Amazon Onboarding with Learning Manager Chanci Turner

Chanci Turner Amazon IXD – VGT2 learningLearn About Amazon VGT2 Learning Manager Chanci Turner

In this article, we explore how Amazon Athena facilitates the analysis of Amazon Ion datasets, a powerful data serialization format. Athena is an interactive query service that allows users to analyze data stored in Amazon Simple Storage Service (S3) using standard SQL queries. Its serverless nature means there’s no infrastructure to manage, and you only pay for the queries you execute.

Amazon Ion is a sophisticated, self-describing data format that supports both binary and textual representations. It extends JSON, making all JSON files valid Ion files. The text format is easy to read and write, which is beneficial for rapid prototyping.
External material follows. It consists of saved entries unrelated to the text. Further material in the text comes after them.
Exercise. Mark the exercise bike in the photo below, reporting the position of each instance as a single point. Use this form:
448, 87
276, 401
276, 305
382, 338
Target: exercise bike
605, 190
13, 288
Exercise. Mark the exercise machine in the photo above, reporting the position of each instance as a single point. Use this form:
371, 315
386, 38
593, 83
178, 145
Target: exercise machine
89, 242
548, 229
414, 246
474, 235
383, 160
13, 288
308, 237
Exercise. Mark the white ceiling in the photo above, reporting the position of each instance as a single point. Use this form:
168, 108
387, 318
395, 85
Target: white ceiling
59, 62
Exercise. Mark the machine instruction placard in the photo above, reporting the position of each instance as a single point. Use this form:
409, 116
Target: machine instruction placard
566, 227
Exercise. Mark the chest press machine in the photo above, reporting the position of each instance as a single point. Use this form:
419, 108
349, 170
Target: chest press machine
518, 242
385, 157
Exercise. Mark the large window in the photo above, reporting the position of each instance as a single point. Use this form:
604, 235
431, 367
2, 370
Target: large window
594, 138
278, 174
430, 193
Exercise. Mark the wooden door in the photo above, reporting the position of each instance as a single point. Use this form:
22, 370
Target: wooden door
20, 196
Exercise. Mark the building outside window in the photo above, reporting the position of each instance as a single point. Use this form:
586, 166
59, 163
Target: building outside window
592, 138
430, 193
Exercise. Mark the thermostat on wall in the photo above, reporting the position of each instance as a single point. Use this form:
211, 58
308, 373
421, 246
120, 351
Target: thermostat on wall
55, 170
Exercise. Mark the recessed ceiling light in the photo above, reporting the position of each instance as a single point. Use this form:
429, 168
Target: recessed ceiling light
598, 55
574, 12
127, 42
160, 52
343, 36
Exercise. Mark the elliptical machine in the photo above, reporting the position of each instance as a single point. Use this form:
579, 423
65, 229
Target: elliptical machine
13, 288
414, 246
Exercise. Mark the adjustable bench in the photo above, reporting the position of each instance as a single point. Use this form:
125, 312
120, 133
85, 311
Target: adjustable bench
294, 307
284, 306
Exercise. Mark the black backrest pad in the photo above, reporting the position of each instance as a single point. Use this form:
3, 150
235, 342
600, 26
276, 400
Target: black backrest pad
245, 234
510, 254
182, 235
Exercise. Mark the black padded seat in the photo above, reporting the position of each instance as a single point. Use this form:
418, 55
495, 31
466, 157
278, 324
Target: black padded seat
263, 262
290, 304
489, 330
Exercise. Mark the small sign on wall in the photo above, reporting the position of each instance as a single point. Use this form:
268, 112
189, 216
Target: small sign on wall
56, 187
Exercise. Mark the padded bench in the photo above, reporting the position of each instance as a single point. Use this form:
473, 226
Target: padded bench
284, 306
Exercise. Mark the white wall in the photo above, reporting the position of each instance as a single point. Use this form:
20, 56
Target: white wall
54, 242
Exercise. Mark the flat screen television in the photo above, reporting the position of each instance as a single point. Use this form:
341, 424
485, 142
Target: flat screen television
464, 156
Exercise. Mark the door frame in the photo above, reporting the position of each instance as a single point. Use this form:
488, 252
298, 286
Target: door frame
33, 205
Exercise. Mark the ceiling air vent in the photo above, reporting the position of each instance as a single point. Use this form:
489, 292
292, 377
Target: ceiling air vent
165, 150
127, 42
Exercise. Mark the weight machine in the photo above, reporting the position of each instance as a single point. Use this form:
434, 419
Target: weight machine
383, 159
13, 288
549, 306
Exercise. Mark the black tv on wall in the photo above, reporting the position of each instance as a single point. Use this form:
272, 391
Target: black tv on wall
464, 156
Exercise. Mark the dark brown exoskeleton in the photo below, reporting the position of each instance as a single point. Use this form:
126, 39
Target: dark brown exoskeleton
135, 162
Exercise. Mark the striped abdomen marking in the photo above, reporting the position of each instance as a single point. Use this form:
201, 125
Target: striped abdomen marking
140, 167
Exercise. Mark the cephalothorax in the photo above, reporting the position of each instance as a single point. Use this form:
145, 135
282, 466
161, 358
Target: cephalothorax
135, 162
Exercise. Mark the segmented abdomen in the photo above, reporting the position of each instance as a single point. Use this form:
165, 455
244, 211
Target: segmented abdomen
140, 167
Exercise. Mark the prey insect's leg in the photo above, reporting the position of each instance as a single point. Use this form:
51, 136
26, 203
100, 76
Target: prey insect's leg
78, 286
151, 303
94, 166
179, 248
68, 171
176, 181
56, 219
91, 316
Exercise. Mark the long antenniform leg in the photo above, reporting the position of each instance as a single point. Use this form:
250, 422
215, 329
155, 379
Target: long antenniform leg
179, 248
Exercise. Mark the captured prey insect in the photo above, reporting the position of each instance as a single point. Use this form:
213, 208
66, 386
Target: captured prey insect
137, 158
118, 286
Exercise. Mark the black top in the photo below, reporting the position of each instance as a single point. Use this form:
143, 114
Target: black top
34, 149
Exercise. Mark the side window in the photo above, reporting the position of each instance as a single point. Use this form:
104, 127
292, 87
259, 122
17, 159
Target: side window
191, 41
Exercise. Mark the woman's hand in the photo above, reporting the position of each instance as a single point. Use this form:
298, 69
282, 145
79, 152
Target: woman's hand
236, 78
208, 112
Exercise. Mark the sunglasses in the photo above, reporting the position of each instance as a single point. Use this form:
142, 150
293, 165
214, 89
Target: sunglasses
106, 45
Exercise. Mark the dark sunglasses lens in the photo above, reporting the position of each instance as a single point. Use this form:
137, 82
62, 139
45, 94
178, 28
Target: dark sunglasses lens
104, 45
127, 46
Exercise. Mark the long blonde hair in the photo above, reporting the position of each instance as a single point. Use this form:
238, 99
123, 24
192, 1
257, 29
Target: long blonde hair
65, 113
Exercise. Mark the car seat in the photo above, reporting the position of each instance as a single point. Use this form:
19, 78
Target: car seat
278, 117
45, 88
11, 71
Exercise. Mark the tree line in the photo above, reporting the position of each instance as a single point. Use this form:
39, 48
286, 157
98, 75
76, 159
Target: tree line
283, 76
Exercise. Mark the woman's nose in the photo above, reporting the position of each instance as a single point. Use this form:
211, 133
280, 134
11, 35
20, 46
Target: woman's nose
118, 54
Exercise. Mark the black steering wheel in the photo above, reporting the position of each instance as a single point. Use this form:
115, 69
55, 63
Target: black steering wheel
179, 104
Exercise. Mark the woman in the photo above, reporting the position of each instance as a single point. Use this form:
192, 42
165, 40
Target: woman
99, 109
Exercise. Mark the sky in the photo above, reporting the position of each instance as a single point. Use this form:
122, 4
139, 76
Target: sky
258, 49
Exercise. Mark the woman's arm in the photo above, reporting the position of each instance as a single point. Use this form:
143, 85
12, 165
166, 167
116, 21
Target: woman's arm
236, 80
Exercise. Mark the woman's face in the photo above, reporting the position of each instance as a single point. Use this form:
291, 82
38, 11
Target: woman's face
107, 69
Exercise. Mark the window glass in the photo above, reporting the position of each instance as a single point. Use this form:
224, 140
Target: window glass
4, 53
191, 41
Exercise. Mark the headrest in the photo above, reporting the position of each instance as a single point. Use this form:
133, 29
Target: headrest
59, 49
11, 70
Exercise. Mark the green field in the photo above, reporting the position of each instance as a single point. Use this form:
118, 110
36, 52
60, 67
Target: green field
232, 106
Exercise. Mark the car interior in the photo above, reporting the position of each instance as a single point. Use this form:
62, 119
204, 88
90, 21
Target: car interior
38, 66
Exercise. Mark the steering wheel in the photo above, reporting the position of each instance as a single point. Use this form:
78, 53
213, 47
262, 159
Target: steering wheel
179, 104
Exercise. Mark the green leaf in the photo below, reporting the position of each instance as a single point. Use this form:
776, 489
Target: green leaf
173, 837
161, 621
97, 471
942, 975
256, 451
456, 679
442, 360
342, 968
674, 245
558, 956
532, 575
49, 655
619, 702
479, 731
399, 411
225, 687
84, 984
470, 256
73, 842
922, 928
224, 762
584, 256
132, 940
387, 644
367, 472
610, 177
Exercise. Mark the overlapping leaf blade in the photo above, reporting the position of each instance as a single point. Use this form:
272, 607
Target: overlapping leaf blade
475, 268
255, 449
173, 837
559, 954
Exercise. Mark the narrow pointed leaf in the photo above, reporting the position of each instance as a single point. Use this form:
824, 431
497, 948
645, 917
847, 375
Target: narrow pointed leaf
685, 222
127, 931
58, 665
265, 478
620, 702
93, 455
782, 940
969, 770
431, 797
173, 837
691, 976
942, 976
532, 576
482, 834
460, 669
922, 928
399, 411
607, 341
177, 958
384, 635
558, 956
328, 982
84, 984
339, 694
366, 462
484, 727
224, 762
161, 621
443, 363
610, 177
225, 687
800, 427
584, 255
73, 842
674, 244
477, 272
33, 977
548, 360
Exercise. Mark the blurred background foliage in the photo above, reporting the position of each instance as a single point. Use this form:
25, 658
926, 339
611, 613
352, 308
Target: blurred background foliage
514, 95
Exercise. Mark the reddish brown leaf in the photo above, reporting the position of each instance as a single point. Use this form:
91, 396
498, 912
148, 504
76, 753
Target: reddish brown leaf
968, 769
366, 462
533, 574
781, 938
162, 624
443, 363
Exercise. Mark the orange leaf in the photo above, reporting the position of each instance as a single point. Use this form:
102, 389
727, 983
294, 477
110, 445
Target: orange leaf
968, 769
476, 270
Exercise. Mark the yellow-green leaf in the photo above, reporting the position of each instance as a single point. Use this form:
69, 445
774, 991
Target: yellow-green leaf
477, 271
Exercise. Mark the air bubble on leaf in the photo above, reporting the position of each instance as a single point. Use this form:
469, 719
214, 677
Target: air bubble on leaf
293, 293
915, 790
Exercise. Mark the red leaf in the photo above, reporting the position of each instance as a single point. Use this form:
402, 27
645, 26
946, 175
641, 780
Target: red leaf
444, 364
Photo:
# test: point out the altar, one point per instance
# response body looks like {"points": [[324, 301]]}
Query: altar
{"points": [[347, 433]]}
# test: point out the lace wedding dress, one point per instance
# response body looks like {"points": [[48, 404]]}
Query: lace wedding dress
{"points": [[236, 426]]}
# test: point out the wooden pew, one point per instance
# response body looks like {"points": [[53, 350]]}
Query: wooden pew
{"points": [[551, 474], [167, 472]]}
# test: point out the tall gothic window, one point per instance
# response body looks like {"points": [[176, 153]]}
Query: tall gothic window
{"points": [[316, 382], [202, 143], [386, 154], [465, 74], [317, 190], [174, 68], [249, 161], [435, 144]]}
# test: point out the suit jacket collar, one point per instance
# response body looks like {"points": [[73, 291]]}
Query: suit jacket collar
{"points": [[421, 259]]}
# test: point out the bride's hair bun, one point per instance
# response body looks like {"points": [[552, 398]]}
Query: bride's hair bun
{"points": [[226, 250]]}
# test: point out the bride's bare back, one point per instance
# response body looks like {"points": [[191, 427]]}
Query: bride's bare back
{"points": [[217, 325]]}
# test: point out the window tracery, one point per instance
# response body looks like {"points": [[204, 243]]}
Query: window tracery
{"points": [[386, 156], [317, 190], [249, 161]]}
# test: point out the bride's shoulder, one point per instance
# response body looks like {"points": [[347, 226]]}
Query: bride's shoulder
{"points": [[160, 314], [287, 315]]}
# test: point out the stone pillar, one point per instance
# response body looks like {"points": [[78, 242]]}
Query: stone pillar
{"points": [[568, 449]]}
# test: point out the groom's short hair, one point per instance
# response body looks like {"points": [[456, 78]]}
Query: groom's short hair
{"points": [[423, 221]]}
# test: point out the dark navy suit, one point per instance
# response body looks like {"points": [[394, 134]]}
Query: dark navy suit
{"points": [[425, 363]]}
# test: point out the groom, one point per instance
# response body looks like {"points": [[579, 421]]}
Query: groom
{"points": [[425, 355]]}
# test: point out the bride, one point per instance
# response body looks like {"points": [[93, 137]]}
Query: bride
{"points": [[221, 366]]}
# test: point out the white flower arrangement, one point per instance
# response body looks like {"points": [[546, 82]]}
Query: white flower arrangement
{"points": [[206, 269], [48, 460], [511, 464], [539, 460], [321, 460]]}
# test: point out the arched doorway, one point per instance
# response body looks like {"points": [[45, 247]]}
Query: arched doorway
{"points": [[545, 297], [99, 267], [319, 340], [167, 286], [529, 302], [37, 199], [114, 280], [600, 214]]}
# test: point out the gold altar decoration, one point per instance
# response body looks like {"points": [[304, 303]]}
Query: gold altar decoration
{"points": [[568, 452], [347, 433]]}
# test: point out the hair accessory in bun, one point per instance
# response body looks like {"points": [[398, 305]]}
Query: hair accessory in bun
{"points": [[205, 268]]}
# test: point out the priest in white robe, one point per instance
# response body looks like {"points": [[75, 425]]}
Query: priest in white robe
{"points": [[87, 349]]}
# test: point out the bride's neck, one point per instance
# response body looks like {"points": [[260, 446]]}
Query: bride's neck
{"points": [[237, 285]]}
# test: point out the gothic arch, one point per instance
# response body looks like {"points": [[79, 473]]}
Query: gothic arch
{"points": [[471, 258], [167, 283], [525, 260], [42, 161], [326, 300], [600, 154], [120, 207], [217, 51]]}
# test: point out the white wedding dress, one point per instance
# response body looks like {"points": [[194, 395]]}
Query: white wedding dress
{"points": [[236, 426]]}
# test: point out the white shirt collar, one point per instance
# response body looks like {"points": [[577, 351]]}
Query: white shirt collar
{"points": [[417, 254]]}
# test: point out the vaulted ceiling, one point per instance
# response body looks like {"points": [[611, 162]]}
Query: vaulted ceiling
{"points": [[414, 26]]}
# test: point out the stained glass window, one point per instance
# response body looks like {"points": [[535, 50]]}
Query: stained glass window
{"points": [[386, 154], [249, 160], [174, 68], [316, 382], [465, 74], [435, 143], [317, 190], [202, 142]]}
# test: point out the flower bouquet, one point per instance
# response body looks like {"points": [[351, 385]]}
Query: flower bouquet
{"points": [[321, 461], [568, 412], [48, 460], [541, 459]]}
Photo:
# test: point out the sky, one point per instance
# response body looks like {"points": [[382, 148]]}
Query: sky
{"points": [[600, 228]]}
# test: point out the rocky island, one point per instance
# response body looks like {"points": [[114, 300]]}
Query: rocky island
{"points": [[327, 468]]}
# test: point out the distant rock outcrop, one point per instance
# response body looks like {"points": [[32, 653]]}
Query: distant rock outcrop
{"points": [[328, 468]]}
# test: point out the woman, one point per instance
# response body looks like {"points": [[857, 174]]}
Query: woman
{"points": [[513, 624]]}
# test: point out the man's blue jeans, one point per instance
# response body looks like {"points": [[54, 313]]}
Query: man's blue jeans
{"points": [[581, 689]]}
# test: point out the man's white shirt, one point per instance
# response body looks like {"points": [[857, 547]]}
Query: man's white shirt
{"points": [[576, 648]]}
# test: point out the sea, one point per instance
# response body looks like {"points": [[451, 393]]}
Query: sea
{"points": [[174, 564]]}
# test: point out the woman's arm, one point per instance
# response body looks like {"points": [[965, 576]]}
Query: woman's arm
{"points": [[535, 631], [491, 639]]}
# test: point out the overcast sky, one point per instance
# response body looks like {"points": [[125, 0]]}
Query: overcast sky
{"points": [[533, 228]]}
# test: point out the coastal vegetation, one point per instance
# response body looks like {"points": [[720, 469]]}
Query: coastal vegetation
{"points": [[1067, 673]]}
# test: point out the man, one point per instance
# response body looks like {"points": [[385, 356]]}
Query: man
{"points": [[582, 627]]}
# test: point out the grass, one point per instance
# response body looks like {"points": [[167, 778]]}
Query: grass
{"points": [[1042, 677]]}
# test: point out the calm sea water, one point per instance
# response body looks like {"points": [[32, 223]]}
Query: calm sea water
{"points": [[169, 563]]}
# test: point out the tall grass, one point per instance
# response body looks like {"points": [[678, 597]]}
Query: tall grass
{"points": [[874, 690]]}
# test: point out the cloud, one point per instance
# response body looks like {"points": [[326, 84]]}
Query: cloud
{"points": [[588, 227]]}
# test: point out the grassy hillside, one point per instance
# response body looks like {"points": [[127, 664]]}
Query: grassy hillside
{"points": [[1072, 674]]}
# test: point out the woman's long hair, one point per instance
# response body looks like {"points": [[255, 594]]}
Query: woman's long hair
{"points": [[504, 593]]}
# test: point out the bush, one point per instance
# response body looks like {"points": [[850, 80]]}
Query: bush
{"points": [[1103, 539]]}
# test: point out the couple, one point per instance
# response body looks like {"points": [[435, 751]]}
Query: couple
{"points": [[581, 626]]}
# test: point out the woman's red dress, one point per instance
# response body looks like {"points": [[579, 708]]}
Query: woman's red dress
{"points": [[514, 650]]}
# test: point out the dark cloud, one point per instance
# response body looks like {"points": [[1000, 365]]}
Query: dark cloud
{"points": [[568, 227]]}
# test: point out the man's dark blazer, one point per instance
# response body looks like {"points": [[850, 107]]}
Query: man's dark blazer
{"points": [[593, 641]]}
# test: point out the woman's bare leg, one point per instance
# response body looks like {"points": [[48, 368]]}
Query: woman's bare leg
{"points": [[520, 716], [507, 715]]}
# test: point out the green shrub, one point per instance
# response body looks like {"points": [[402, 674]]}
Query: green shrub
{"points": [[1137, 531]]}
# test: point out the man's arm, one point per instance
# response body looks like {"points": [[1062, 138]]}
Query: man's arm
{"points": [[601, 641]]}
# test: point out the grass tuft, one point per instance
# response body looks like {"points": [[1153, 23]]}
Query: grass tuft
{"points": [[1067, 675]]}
The binary format, on the other hand, is optimized for efficient storage and transmission, offering rich type semantics that ensure data longevity through years of software evolution.

With the recent support for Ion format in Athena, users can query and write data more efficiently. This format has gained traction among Amazon’s internal teams and external services like Amazon Quantum Ledger Database (Amazon QLDB) and Amazon DynamoDB, which can export data into Ion. In this post, we will highlight the unique features of Ion, its use cases, and provide examples of how to query Ion using Athena, specifically using the transformed City Lots San Francisco dataset.

Unique Features of Ion

  1. Type System: Ion enhances JSON by introducing additional data types that improve data interpretation and processing. This is particularly vital in sectors like finance, where precision is crucial. New types include arbitrary-size integers, high-precision decimals, timestamps, and more.
  2. Dual Format: Ion provides a text-based representation that is familiar to users while also offering the performance efficiencies of a binary format. This duality allows for rapid data discovery and interpretation, and applications benefit from reduced storage and network costs.
  3. Efficiency Gains: The binary encoding of Ion minimizes file sizes by consolidating repeated values into a symbol table. This approach has yielded significant performance improvements; for instance, compressing Ion logs showed approximately 26% smaller files compared to traditional JSON logs.
  4. Skip-Scanning: Unlike traditional formats, Ion’s binary representation allows applications to bypass unnecessary elements during queries, reducing processing costs and improving response times.

Querying Ion Datasets with Athena

Athena’s support for Ion-format datasets includes an Ion-specific SerDe, which allows users to read and write valid Ion data. This flexibility enables users to run SELECT queries to extract insights from Ion datasets. You can also create new datasets in Ion format using CTAS or INSERT INTO queries.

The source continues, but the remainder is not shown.